É curioso que a natureza de uma atividade centenária ainda seja alvo de discussão. A primeira firma especializada em auditar contas foi criada por William Welch Deloitte, em Londres, em 1845. As concorrentes vieram nos anos seguintes, a reboque da cobrança de impostos com base no lucro das companhias.

Com a expansão global das companhias inglesas, a prática de auditoria se espalhou pelo mundo. No Brasil, a atividade chegou na década de 10, junto com as primeiras multinacionais, e tornou-se obrigatória para as companhias abertas nos anos 70.

Atualmente, o setor é dominado por um grupo batizado de Big Four, composto das multinacionais Deloitte, Ernst&Young, KPMG e PricewaterhouseCoopers.

Trata-se de um negócio bilionário. Em 2010, a líder Deloitte, por exemplo, faturou 26,6 bilhões de dólares no mundo — desse total, algo em torno de 400 milhões de dólares teve origem no Brasil.

Nos Estados Unidos, o cerco às atividades de empresas de auditoria vem aumentando. O ponto de inflexão nesse sentido foi a criação da Lei Sarbanes-Oxley nos Estados Unidos, em 2002, que passou a impingir multas mais pesadas a administradores, conselheiros e, conforme o caso, auditores.

Desde dezembro do ano passado, a Ernst & Young está sendo investigada pelo estado de Nova York por supostamente ajudar o banco Lehman Brothers a maquiar seus balanços — a quebra da instituição foi a  base da crise financeira de 2008. A multa pode se igualar ao valor que a Ernst&Young recebeu desde 2001 pelos pareceres emitidos para o banco: 150 milhões de dólares.
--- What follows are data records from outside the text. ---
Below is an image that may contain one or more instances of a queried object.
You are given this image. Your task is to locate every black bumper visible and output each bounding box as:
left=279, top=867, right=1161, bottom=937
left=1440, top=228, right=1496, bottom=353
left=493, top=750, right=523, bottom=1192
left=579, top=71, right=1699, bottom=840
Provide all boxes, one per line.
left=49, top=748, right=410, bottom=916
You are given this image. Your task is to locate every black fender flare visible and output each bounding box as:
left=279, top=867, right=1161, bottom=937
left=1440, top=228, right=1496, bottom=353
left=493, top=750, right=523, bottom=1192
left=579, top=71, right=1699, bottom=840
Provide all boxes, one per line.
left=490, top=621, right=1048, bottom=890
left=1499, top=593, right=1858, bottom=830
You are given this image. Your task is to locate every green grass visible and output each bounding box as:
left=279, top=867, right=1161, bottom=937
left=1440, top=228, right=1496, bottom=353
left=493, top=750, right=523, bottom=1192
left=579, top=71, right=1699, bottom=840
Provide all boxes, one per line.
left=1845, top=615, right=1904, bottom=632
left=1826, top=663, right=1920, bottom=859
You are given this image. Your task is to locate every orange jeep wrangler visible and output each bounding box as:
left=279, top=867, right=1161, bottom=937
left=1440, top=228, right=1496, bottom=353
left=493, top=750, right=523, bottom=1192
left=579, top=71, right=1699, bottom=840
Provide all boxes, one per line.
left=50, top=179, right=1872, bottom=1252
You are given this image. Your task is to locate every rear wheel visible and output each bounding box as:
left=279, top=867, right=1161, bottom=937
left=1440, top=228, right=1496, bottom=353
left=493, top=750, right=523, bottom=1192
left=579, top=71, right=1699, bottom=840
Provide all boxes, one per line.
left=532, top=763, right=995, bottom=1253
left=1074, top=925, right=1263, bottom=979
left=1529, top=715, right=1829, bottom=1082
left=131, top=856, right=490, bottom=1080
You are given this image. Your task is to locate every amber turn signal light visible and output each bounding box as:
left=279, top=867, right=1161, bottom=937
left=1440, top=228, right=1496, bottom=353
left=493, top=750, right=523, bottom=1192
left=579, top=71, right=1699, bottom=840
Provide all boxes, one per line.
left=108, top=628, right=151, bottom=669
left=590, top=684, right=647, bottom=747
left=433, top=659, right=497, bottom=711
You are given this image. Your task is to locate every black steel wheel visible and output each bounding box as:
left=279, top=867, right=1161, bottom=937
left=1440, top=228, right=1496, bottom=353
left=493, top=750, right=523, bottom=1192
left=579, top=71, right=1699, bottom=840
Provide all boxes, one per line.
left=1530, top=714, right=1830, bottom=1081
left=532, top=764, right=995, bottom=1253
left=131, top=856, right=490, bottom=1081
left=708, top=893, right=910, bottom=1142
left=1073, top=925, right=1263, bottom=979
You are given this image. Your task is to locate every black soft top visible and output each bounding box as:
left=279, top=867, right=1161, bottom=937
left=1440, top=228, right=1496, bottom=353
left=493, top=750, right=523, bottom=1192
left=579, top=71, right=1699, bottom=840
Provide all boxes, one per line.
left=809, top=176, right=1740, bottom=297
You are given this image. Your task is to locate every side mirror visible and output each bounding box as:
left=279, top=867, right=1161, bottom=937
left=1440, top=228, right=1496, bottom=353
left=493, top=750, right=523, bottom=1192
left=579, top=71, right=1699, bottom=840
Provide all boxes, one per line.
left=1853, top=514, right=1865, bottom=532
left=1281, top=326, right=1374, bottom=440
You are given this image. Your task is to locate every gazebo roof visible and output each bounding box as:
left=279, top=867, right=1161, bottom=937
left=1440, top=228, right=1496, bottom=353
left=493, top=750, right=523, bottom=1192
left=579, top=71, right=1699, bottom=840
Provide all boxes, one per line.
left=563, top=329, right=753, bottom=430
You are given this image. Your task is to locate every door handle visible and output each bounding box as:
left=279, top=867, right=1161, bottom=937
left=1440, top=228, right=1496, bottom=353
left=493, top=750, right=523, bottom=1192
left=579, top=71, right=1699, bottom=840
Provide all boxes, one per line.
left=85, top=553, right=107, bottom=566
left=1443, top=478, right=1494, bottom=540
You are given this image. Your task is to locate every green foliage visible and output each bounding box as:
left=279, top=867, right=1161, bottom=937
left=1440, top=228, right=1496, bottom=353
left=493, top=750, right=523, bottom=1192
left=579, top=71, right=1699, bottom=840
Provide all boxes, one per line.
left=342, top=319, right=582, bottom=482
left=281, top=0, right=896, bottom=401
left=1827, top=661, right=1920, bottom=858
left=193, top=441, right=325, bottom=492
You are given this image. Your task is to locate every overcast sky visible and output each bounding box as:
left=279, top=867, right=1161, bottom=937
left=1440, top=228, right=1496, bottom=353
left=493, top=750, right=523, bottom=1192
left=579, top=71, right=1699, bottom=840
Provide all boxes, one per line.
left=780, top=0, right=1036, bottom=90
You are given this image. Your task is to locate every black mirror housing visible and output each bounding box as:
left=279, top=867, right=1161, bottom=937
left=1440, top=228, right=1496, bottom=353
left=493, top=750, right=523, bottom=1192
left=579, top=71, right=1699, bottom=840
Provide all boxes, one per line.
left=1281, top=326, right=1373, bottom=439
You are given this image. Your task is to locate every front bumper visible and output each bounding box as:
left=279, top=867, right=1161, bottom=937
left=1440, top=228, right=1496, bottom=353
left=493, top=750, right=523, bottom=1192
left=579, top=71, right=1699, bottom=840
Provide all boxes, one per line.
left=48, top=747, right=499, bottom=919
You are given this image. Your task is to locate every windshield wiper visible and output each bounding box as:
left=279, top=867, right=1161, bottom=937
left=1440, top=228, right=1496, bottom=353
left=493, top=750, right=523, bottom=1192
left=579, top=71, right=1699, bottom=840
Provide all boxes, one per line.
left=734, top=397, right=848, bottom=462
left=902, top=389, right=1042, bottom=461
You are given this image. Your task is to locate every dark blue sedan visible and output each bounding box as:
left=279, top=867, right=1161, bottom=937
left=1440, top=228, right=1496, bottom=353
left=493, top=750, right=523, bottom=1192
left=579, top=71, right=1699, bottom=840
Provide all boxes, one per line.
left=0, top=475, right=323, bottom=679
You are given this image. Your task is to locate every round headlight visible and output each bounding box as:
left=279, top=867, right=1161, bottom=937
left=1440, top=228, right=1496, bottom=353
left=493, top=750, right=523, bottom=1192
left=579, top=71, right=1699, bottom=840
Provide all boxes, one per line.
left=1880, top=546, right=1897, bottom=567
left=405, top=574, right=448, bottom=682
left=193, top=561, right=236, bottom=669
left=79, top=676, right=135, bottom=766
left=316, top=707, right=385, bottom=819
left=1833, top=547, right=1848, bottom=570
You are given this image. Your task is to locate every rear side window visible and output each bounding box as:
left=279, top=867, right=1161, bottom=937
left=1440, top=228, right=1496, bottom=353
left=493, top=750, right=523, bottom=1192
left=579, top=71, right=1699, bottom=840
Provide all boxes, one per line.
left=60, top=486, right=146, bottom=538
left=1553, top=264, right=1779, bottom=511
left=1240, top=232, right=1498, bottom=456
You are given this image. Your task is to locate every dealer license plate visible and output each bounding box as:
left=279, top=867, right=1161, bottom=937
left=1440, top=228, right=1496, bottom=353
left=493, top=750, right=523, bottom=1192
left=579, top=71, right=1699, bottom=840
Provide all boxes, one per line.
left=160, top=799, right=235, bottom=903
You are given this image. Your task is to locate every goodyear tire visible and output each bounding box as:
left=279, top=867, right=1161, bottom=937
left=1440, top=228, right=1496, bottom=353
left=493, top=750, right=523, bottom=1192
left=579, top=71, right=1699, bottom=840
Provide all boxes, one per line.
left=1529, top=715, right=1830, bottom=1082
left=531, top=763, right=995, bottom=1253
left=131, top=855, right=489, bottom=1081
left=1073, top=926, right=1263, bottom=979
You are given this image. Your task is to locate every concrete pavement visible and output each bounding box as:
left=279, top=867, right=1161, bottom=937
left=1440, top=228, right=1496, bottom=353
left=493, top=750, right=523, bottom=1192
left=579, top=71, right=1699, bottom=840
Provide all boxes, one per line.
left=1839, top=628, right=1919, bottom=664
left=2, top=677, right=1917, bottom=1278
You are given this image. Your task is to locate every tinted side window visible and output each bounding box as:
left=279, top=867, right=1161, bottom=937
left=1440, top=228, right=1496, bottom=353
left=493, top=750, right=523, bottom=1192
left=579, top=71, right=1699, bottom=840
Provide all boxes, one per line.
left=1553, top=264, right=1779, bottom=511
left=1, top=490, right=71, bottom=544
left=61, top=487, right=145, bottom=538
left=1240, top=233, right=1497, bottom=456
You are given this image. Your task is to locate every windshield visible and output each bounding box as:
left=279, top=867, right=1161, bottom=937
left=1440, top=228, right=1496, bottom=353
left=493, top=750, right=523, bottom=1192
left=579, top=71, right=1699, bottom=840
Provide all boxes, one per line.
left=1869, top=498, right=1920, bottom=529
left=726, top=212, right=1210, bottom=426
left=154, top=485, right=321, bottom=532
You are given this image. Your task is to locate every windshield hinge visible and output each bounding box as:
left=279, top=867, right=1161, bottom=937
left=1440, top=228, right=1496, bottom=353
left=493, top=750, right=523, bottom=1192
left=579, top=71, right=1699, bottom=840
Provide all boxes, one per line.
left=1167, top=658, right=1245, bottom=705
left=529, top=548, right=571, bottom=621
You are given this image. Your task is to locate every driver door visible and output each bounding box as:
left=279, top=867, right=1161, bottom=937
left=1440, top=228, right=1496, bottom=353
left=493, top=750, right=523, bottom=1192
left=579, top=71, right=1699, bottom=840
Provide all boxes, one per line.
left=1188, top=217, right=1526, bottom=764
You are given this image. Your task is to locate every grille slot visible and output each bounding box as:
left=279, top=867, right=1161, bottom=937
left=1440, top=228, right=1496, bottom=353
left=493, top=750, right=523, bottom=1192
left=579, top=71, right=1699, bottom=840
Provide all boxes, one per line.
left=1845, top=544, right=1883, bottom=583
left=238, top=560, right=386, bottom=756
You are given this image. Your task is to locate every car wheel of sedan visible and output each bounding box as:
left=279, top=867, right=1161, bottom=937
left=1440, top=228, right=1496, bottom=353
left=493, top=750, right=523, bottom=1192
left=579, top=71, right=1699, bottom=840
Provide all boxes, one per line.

No Brasil, os casos ainda são raros. O mais recente aconteceu em dezembro, quando a CVM multou a KPMG e dois de seus auditores, num total de 700 000 reais, pela falta de uma ressalva nos resultados do segundo trimestre de 2008 da Perdigão. O mundo de muitos lucros e poucos riscos parece estar chegando ao fim também para os auditores.